Reicht dafür die Solidarität? Einige Mitgliedsstaaten scheinen die EU mit einem Geldautomaten zu verwechseln ...

Schulz: Das ist sehr überspitzt formuliert. Klar ist aber, dass Solidarität keine Einbahnstraße ist. Wenn die große Mehrheit einen europäischen Verteilungsschlüssel akzeptiert, und das zeigt sich ja auch, bekommen wir die Krise in den Griff.

Flüchtlinge müssten von den Außengrenzen der EU in Länder gebracht werden, in die sie gar nicht wollen.

Schulz: Wir müssen dem einzelnen Flüchtling erklären, dass die Schutzstandards in allen Mitgliedsstaaten gut sind. Ein EU-Verteilungsschlüssel heißt dann auch: Wer nach Europa kommt, erhält Schutz, hat aber keinen Anspruch auf ein Land seiner Wahl.

Was bedeutet die Krise für die europäischen Schuldenregeln? Wird der Stabilitätspakt aufgeweicht?

Schulz: Die Flüchtlingsbewegungen sind ohne Zweifel besondere Lasten, wie sie im Maastrichter Vertrag genannt werden.
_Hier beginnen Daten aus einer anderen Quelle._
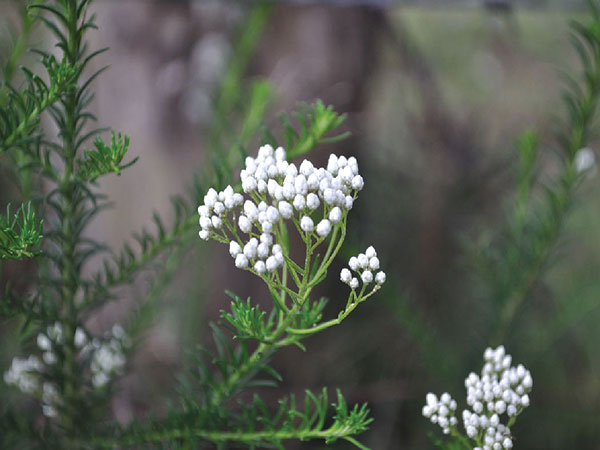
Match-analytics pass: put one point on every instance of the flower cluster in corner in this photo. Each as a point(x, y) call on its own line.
point(105, 356)
point(500, 391)
point(315, 199)
point(364, 265)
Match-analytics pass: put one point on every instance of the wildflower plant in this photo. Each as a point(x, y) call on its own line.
point(496, 397)
point(70, 372)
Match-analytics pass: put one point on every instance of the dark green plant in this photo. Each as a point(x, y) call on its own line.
point(71, 373)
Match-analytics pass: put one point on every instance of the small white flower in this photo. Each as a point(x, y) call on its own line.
point(244, 224)
point(335, 215)
point(367, 276)
point(49, 358)
point(306, 224)
point(357, 183)
point(348, 202)
point(345, 275)
point(262, 250)
point(203, 210)
point(374, 263)
point(285, 209)
point(323, 228)
point(234, 249)
point(80, 337)
point(271, 263)
point(216, 222)
point(241, 261)
point(250, 250)
point(370, 252)
point(312, 201)
point(584, 159)
point(260, 267)
point(43, 342)
point(363, 261)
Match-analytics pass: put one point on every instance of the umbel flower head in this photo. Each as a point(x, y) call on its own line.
point(500, 392)
point(314, 199)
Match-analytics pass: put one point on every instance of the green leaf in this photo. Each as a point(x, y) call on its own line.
point(105, 159)
point(20, 234)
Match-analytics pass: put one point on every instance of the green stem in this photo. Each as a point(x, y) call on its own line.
point(232, 436)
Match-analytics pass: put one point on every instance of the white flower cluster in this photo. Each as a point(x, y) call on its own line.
point(107, 358)
point(441, 411)
point(24, 374)
point(278, 190)
point(500, 389)
point(364, 265)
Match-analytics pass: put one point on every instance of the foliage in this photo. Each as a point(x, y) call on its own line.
point(73, 378)
point(19, 235)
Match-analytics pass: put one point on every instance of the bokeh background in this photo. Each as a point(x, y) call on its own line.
point(435, 95)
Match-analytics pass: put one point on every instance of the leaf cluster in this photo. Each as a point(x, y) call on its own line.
point(20, 234)
point(105, 159)
point(315, 121)
point(514, 262)
point(22, 108)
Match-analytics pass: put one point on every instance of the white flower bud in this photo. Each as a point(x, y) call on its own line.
point(203, 210)
point(349, 202)
point(363, 261)
point(241, 262)
point(260, 267)
point(345, 275)
point(357, 183)
point(271, 264)
point(49, 358)
point(244, 224)
point(205, 223)
point(261, 186)
point(234, 249)
point(299, 202)
point(306, 224)
point(219, 208)
point(323, 228)
point(329, 196)
point(380, 279)
point(272, 214)
point(335, 215)
point(285, 209)
point(312, 201)
point(306, 168)
point(80, 338)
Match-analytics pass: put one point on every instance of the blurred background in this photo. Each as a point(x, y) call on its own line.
point(435, 94)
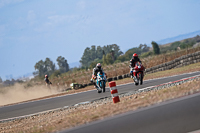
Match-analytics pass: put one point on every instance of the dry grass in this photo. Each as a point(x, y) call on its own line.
point(56, 121)
point(17, 93)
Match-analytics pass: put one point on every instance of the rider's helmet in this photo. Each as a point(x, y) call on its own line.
point(98, 65)
point(135, 56)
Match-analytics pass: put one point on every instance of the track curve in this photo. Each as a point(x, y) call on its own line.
point(67, 100)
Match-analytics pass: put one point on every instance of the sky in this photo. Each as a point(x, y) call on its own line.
point(32, 30)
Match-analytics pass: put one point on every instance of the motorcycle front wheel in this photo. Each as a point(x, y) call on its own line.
point(103, 86)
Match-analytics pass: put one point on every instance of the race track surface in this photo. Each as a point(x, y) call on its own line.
point(57, 102)
point(177, 116)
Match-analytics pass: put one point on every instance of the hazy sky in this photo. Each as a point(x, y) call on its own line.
point(31, 30)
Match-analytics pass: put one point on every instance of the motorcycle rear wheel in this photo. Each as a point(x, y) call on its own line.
point(103, 86)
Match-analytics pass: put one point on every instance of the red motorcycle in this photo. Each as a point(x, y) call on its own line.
point(138, 73)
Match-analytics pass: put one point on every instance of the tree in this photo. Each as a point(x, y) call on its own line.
point(63, 65)
point(99, 52)
point(49, 66)
point(45, 67)
point(91, 54)
point(109, 59)
point(40, 67)
point(156, 48)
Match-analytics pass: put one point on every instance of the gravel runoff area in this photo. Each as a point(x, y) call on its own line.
point(85, 112)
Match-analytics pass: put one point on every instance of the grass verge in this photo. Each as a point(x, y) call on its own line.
point(55, 121)
point(185, 69)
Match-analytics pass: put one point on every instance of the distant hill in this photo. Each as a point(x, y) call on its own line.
point(74, 64)
point(178, 38)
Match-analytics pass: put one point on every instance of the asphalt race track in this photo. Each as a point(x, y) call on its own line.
point(57, 102)
point(177, 116)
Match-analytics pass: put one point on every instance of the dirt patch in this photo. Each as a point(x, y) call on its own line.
point(56, 121)
point(18, 94)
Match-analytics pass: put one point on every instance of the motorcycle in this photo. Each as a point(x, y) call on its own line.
point(138, 71)
point(101, 82)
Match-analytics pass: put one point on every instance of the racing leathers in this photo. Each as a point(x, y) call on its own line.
point(132, 64)
point(94, 75)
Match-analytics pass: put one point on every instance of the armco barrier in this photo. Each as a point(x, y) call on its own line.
point(114, 92)
point(178, 82)
point(176, 63)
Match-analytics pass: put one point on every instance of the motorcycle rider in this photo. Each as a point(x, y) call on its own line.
point(132, 64)
point(97, 69)
point(47, 80)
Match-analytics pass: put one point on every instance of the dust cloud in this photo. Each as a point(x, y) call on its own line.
point(18, 93)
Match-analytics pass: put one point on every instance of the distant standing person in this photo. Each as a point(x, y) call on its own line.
point(47, 80)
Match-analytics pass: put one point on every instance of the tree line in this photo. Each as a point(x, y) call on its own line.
point(106, 55)
point(48, 67)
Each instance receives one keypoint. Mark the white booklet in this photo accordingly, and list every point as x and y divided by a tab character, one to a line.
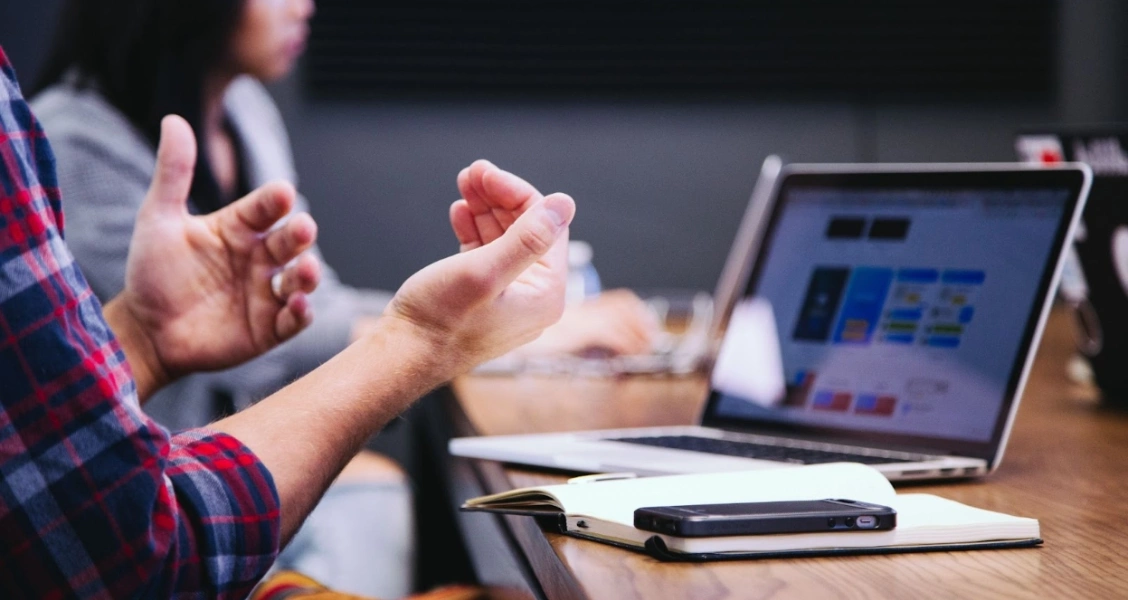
604	511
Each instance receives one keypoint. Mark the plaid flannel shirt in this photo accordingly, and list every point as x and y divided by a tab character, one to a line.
96	500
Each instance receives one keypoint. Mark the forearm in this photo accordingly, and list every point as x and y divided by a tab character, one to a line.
139	350
308	431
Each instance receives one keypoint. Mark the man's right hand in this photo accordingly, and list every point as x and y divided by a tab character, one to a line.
505	285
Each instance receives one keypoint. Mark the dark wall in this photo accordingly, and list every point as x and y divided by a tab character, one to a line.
660	185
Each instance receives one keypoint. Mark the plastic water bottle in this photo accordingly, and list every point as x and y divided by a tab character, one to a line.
582	278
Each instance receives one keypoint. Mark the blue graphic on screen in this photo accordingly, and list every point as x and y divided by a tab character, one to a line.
913	334
862	308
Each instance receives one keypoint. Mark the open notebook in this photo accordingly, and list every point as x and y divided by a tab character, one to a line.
604	511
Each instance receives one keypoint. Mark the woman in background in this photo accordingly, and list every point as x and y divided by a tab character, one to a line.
116	68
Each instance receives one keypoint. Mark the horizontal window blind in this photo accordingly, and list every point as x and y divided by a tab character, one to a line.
939	50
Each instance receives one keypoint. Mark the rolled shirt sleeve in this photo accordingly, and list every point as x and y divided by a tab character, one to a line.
96	499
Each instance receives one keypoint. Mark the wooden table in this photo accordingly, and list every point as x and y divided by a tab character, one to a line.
1066	465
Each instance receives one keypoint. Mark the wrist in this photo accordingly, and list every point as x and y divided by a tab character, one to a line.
426	354
141	353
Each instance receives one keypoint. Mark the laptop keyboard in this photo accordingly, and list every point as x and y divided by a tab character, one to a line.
802	456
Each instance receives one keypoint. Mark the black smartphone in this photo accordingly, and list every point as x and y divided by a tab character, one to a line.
759	518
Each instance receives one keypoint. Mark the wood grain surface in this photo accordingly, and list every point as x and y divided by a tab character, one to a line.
1066	465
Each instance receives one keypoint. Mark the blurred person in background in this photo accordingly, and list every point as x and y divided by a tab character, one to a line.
115	69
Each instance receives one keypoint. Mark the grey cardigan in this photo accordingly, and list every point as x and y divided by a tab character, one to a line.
104	169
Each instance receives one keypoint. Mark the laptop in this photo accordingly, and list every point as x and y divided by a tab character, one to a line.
890	317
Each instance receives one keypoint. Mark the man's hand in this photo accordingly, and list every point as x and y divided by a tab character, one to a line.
505	285
199	290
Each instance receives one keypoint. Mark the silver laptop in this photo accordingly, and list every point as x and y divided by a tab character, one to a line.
890	317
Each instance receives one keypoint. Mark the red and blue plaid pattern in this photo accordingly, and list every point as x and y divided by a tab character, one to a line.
96	500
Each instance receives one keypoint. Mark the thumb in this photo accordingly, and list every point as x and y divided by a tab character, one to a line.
530	238
176	161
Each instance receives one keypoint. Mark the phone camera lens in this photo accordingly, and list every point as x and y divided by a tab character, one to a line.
866	522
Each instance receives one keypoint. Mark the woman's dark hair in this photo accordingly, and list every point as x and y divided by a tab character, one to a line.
149	58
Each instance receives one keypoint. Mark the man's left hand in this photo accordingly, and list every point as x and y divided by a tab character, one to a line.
199	292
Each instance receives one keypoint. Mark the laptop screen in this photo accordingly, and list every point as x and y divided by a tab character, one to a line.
887	309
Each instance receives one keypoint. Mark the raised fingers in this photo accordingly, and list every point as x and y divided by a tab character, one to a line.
261	209
291	239
293	317
302	276
495	197
461	221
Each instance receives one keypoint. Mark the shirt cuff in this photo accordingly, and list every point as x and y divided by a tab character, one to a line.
235	530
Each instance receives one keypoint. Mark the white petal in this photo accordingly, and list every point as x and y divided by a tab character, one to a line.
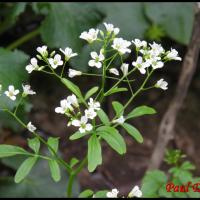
92	63
94	55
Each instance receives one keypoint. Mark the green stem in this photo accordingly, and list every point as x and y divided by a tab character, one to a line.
68	168
100	75
73	175
15	112
23	39
120	80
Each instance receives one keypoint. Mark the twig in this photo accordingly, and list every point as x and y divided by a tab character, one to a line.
166	129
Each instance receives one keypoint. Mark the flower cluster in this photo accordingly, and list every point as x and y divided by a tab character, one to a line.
12	92
68	106
135	192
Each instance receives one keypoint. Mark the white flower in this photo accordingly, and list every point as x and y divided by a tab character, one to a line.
68	53
31	127
82	123
155	63
95	105
43	51
162	84
56	61
112	194
114	71
135	192
73	100
141	65
120	120
110	28
173	55
90	113
121	45
11	93
124	68
73	73
27	90
90	36
157	49
96	61
32	66
65	106
138	43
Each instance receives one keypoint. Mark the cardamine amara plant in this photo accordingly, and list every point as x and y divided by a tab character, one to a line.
84	111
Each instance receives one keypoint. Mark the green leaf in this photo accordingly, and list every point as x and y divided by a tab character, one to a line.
141	110
115	90
86	193
24	169
10	150
101	194
113	138
103	117
91	92
118	107
73	88
34	144
12	12
133	132
38	184
173	16
78	135
94	153
73	162
53	143
55	170
152	182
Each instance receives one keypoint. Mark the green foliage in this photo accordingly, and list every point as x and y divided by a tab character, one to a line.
10	13
103	117
113	138
9	150
156	183
34	144
94	153
37	184
74	88
55	170
78	135
115	90
24	169
53	143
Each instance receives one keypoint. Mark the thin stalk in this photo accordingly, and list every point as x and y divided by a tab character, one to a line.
68	168
73	175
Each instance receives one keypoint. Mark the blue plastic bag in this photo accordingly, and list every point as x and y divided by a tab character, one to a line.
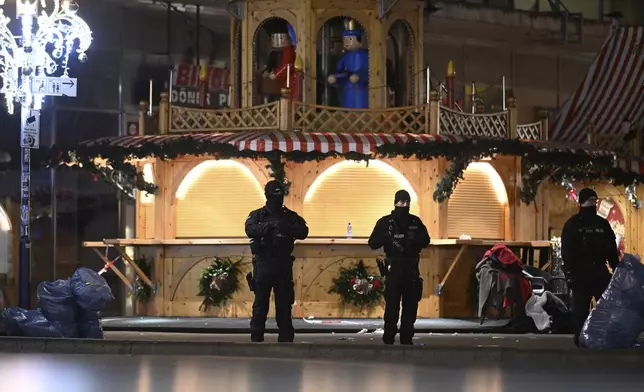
618	319
57	303
90	290
30	323
9	326
89	325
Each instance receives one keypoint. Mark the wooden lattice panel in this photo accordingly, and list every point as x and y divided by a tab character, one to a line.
261	117
318	118
530	131
609	141
457	123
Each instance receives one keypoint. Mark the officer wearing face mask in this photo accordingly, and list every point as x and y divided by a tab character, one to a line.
273	230
587	245
402	236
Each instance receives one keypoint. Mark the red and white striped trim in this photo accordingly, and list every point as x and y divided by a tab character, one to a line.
611	93
630	165
342	143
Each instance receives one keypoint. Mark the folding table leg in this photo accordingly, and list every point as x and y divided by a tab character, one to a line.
138	271
118	273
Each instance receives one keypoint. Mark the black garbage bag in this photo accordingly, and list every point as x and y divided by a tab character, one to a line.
57	303
30	323
90	290
618	318
89	325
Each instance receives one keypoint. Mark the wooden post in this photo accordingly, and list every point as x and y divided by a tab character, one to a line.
143	106
434	113
451	78
164	114
285	111
545	131
513	118
637	145
590	138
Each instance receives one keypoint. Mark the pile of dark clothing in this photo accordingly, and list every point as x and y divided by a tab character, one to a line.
66	309
502	285
618	318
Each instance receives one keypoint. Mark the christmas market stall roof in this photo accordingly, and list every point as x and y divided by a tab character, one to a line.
317	144
610	99
112	158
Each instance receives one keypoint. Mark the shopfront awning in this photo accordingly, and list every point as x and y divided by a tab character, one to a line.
610	97
630	165
341	143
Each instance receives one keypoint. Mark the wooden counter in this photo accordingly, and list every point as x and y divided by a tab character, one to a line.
447	267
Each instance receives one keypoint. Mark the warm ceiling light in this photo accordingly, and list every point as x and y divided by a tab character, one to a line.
5	222
148	176
494	177
402	181
201	168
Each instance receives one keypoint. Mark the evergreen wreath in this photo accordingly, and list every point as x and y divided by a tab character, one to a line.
218	282
142	292
357	286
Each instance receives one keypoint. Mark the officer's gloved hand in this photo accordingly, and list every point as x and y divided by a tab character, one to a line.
398	247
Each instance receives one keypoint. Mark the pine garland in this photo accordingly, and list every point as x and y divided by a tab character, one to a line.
357	286
218	282
539	161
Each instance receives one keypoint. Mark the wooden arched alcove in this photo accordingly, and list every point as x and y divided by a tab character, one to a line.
402	38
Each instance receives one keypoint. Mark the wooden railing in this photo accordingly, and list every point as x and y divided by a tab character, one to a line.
318	118
286	115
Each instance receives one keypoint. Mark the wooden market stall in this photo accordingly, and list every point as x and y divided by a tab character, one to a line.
204	197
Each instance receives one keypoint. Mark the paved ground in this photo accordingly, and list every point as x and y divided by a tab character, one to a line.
83	373
532	342
307	325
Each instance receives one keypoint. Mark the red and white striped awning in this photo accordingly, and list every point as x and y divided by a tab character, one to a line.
630	165
342	143
611	96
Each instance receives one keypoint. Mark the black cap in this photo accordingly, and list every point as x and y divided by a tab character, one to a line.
402	195
586	194
273	188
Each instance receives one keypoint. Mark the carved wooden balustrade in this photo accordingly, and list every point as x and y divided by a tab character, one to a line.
286	115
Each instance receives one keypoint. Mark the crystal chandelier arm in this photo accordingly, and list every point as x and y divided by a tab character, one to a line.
8	63
63	31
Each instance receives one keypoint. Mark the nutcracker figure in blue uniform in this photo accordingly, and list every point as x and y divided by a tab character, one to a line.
352	71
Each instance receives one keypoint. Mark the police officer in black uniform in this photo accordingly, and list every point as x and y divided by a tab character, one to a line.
272	230
587	245
402	236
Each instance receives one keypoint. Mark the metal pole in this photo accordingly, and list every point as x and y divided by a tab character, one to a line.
54	199
428	83
503	96
24	251
198	37
150	98
473	97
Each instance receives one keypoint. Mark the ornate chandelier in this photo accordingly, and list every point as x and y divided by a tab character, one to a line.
43	49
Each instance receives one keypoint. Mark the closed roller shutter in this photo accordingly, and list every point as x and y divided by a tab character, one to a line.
218	201
474	208
351	192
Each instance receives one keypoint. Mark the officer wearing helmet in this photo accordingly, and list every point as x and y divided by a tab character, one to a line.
402	236
587	245
273	230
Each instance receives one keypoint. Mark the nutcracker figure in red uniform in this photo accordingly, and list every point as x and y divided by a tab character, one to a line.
281	60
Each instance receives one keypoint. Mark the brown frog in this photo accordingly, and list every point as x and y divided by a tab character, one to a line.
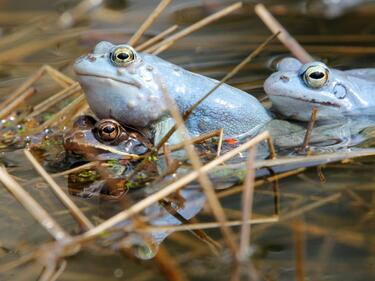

Sie müssen gegebenenfalls bei den Defizitkriterien berücksichtigt werden. Die EU-Kommission prüft das derzeit. Angesichts der enormen Belastungen, die einzelne EU-Länder in der Flüchtlingskrise schultern, können wir nicht so tun, als sei alles im Normalzustand.

Aus Afghanistan droht die nächste Flüchtlingswelle. Ist es da zu verantworten, die Bundeswehr jetzt vom Hindukusch abzuziehen?

Schulz: Die Erfolge der vergangenen 14 Jahre militärischer Präsenz in Afghanistan sind begrenzt, aber der Einsatz war nicht umsonst. Der Weg, die zivilen Kräfte so stark wie möglich zu machen, ist ohne Alternative.

Bedeutet für den Bundeswehrabzug?

Schulz: Die Beurteilung der Sicherheitslage in Afghanistan erfolgt im Rahmen des internationalen Mandats. Im Augenblick wird gekämpft. Der Aufbau einer schlagkräftigen afghanischen Armee mit internationaler Hilfe braucht möglicherweise mehr Zeit. Die Lösung wird allerdings nicht darin bestehen, dass dauerhaft fremdes Militär in Afghanistan steht.

Gilt der Satz des früheren deutschen Verteidigungsministers Peter Struck (SPD) noch, die Sicherheit der Bundesrepublik Deutschland werde auch am Hindukusch verteidigt?

Schulz: Der Satz ist heute so richtig wie damals. Ich würde ihn noch erweitern: Auch am Hindukusch wird die Sicherheit Europas verteidigt.